PROJECT SUMMARY/ABSTRACT The balance of the gastrointestinal tract and return to a state of equilibrium after times of stress (infectious, chemical or otherwise) is a critical determinant in regulating many human intestinal disorders including those of autoimmune and infectious origins. Perhaps the best studied genetic intestinal disorder is inflammatory bowel disease (IBD), however, the exact etiology of IBD is not fully understood. In order to better understand intestinal immune homeostasis, we carried out a forward genetic screen to unbiasedly identify these essential genes with non-redundant functions. To date, we have used this method to examine 49,690 mice, which serve as a reservoir for 104,845 mutant alleles in the coding or splicing of 19,368 genes. Susceptibility to experimental colitis results from mutations in genes in a number of broad functional categories, including classical immune genes, growth factors, and extracellular matrix proteins as well as from mutations in genes with less expected functions such as vesicular trafficking and metabolism. We have chosen to examine a subset of genes (Smcr8 and Wdr41) that cause a striking phenotype and exist along with C9orf72 in the same macromolecular complex linked to vesicular transport. The Smcr8-Wdr41-C9orf72 (SWC) complex is a tripartite guanine nucleotide exchange factor that stands at the intersection of multiple human disease pathways, inflammatory signaling, autophagy, and lysosomal transport. In this proposal, we will examine the components that mediate the cellular and molecular dysfunction in SWC complex deficiency and the resulting pathology in three Specific Aims: (1) To examine cellular components requiring the SWC complex for regulating intestinal and peripheral inflammation. (2) To understand the molecular mechanism, signaling pathways and in vivo consequences of endosomal TLR dysregulation in SWC deficiency. (3) To examine the mechanism by which the SWC complex regulates phagolysosomal maturation. The aims in this proposal will help elucidate the mechanisms underlying the crosstalk between lysosomal maturation to inflammatory signaling and thus expand our knowledge of the mechanisms underlying gastrointestinal disorders such as IBD.

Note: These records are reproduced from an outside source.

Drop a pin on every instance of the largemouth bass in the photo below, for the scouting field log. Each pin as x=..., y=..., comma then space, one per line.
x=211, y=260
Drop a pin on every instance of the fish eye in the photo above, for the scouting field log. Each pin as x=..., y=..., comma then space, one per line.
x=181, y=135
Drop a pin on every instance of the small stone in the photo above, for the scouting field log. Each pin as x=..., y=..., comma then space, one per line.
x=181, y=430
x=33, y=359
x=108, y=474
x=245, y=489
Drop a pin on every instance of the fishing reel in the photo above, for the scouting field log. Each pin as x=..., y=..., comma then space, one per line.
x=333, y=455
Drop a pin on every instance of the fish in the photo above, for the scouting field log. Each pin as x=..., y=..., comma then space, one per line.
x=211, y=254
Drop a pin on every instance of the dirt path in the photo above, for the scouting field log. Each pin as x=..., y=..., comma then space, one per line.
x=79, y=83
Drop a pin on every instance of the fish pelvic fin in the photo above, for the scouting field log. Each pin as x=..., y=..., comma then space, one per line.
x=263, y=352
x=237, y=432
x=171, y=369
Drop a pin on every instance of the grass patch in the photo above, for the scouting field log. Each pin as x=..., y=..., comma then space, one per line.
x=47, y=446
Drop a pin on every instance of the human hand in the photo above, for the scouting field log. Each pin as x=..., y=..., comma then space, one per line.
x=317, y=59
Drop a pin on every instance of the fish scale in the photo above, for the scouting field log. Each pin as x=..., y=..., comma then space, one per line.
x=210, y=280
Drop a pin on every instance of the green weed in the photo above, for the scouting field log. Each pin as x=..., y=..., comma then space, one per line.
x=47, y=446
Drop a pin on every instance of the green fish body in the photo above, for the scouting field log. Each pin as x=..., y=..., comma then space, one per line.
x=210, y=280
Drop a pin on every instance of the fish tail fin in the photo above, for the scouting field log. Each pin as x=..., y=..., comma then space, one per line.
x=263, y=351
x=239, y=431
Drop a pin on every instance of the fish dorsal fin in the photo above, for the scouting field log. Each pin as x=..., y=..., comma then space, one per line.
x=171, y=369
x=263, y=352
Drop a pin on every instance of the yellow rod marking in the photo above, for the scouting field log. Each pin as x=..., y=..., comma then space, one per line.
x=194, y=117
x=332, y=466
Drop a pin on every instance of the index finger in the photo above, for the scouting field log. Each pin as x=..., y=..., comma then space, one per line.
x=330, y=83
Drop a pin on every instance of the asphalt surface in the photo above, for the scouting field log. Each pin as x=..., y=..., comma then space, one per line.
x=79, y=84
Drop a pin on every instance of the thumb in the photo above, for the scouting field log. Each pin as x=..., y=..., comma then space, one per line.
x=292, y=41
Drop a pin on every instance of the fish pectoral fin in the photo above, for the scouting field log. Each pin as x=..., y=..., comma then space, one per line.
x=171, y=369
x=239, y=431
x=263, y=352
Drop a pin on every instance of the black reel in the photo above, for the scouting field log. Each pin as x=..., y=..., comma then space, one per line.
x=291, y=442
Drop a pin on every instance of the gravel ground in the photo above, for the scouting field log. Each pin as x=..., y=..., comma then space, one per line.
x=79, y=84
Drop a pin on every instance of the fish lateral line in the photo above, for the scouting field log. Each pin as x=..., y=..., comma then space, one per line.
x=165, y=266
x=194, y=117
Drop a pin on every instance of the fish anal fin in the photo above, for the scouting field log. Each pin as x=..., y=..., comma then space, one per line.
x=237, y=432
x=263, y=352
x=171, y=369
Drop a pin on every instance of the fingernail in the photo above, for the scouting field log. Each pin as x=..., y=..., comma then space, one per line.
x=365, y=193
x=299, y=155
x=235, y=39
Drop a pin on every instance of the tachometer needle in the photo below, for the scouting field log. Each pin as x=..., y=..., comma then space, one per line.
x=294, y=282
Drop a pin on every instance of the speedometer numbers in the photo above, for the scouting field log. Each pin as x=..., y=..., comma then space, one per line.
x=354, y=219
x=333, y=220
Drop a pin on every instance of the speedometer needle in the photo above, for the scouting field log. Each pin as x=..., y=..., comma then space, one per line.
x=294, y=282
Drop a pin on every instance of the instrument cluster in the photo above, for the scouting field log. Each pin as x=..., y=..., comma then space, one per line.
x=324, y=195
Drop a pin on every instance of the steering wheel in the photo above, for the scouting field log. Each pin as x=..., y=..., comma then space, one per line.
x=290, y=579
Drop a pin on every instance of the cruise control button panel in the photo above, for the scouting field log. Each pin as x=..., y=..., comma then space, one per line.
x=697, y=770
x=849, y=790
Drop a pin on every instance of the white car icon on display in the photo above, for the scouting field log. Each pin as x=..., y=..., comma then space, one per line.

项目概要/摘要 胃肠道的平衡，并在压力（传染性、 化学或其他）是调节许多人类肠道疾病的关键决定因素，包括那些 自身免疫和感染起源。也许研究得最好的遗传性肠道疾病是炎症性肠病 然而，IBD 的确切病因尚不完全清楚。为了更好的了解肠道 为了免疫稳态，我们进行了正向遗传筛选，以公正地识别这些必需基因 非冗余功能。迄今为止，我们已经使用这种方法检查了 49,690 只作为储存库的小鼠 19,368 个基因的编码或剪接中的 104,845 个突变等位基因。对实验性结肠炎结果的易感性 来自许多广泛功能类别的基因突变，包括经典免疫基因、生长 因子和细胞外基质蛋白以及具有不太预期功能的基因突变，例如 如囊泡运输和新陈代谢。我们选择检查基因的子集（Smcr8 和 Wdr41） 引起显着的表型，并与 C9orf72 一起存在于与囊泡相连的同一大分子复合物中 运输。 Smcr8-Wdr41-C9orf72 (SWC) 复合物是一种三联鸟嘌呤核苷酸交换因子， 处于多种人类疾病途径、炎症信号、自噬和 溶酶体运输。在本提案中，我们将检查介导细胞和分子的成分 SWC 复合体缺乏症的功能障碍以及由此产生的三个具体目标的病理学：（1）检查 细胞成分需要 SWC 复合物来调节肠道和外周炎症。 (2) 至 了解内体 TLR 的分子机制、信号通路和体内后果 SWC 缺乏导致的失调。 (3) 考察SWC复合物的调节机制 吞噬溶酶体成熟。该提案的目标将有助于阐明潜在的机制 溶酶体成熟与炎症信号传导之间的串扰，从而扩展了我们对溶酶体成熟与炎症信号传导之间的串扰 IBD 等胃肠道疾病的潜在机制。